El 85% de la humanidad
no puede pagar sus medicinas. Gracias a la presión de la sociedad civil, a los
medicamentos genéricos y a resoluciones judiciales dictadas en algunos países
emergentes que tratan de hacer efectivo el derecho a la salud, las farmacéuticas
empiezan a rebajar los precios en los países más pobres
Desde hace más de una década se conocen los tratamientos
necesarios para que los enfermos de SIDA puedan llevar una vida casi
normal. A pesar de que se ha convertido en una enfermedad crónica en los países
del Norte, gracias al avance en la investigación de antirretrovirales, más de
dos millones de personas mueren cada año a causa del SIDA, la mayoría en
países pobres.
Uno de los efectos del poder que ejercen las multinacionales
farmacéuticas, capaces de decidir qué enfermedades y qué enfermos merecen curas.

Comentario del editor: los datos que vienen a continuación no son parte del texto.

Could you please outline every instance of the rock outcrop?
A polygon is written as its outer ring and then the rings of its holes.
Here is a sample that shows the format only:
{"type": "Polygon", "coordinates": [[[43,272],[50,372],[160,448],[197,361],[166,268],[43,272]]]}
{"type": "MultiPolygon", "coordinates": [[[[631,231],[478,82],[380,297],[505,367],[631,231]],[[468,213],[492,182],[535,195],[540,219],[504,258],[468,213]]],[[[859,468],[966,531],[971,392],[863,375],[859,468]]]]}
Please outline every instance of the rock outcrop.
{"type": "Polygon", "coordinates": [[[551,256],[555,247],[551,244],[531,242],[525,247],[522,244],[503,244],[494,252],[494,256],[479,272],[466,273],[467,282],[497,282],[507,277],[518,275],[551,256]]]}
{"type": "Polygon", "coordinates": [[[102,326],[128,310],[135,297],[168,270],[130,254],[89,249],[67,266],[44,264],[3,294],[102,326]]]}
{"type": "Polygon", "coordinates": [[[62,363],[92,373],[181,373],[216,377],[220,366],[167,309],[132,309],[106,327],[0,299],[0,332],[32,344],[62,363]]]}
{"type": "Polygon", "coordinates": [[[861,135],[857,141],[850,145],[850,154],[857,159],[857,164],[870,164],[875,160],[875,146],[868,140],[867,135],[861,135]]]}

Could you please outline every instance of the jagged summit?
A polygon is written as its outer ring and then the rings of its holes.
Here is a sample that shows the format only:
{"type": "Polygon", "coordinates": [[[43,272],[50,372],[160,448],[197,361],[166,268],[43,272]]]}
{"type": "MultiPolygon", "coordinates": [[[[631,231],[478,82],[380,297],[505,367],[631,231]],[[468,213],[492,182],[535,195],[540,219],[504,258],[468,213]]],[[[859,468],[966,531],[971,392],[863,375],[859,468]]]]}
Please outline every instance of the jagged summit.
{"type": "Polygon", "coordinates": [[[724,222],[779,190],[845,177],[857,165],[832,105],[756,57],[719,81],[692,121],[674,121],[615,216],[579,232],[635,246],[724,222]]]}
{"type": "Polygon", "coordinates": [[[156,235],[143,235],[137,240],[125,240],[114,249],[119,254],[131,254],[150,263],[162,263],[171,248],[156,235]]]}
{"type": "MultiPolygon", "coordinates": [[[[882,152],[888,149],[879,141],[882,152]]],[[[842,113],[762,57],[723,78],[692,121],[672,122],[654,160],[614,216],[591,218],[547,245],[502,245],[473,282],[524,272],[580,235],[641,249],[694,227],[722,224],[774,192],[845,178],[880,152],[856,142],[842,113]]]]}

Empresas que anteponen sus intereses comerciales al derecho a la vida que tiene
todo ser humano. Imponen la “ley del dinero”, porque sólo quien tiene dinero
para pagar puede obtener los medicamentos que necesita para combatir sus
enfermedades.
Esta forma de poder, conocida como farmacocracia, es
consecuencia de la globalización de la pobreza y del imparable crecimiento de
las desigualdades. En un mundo con 2.000 millones de personas que viven con
menos de 1,5 euros al día, la lógica del mercado con la que actúan estas
empresas deja sin medicamentos al 85% de la humanidad que no puede pagar sus
fármacos.
La industria farmacéutica trata a los enfermos en función de
sus posibilidades económicas. Las personas que viven en los países del Norte, el
15% de la población mundial con mayor nivel y esperanza de vida, consume el 90%
de los medicamentos.
La causa de esta diferencia entre el consumo de medicinas
entre ricos y pobres la podemos encontrar también en el dinero que las
farmacéuticas dedica a las enfermedades de unos y de otros. El 90% del
presupuesto dedicado por las farmacéuticas para la investigación y el desarrollo
de nuevos medicamentos destina a enfermedades que padecen sólo un 10% de la
población mundial. De 163 moléculas aprobadas entre 1999 y 2004, sólo tres eran
para las conocidas como enfermedades olvidadas.
Las multinacionales se escudan en el gran coste que supone
para ellos el proceso de investigación y de distribución de las medicinas. Pero
las organizaciones sociales critican el sobrecosto que la publicidad y la
comercialización producen en el precio de los medicamentos. No se pide la
gratuidad de los medicamentos para todo el mundo; sólo que los más pobres no
tengan que pagar más que el precio de costo, que sean los ciudadanos de los
países ricos quienes paguen los beneficios económicos que pretenden los
accionistas de estas empresas a cambio de que los 2.000 millones de personas que
no tienen acceso a medicinas puedan tratar sus enfermedades.
Gracias a la presión ejercida por la sociedad civil, a la
competencia de los medicamentos genéricos y a resoluciones judiciales dictadas
en algunos países emergentes que tratan de hacer efectivo el derecho a la salud,
la industria farmacéutica ha comenzado a ceder.
En el año 2003, en Doha, la Organización Mundial del Comercio
(OMC) admitió el derecho de un país a saltarse la patente de un
medicamento, que pertenece a la compañía que lo descubre durante 20 años, en
caso de “emergencia humanitaria”. Desde entonces, países como Brasil e India no
han respetado la patente de medicamentos cuyo precio era muy elevado y han
ganado en los tribunales las demandas interpuestas contra ellos por
Merck y Novartis. Los tratamientos contra el SIDA, que en el Norte
cuestan 8.000 euros al año, se pueden encontrar en estos países a menos de 300
gracias a la victoria judicial y al uso de genéricos. Esto, a su vez, ha
obligado a las empresas farmacéuticas a reducir los precios. Las leyes del
mercado les han obligado a comercializarlos a precio de coste.
La salud de las personas gana
terreno al beneficio económico de unos pocos. Los precios caen ante la presión
ejercida por aquellos que reclamamos el derecho a la salud que tiene todo ser
humano, por rico o pobre que sea. Este derecho, reconocido en la Declaración
Universal de los Derechos Humanos, se desprende del derecho a la vida. Pequeñas
victorias de la sociedad civil, como las que se están consiguiendo en el campo
de la salud, nos animan a seguir en nuestra tarea de denunciar la injusticia.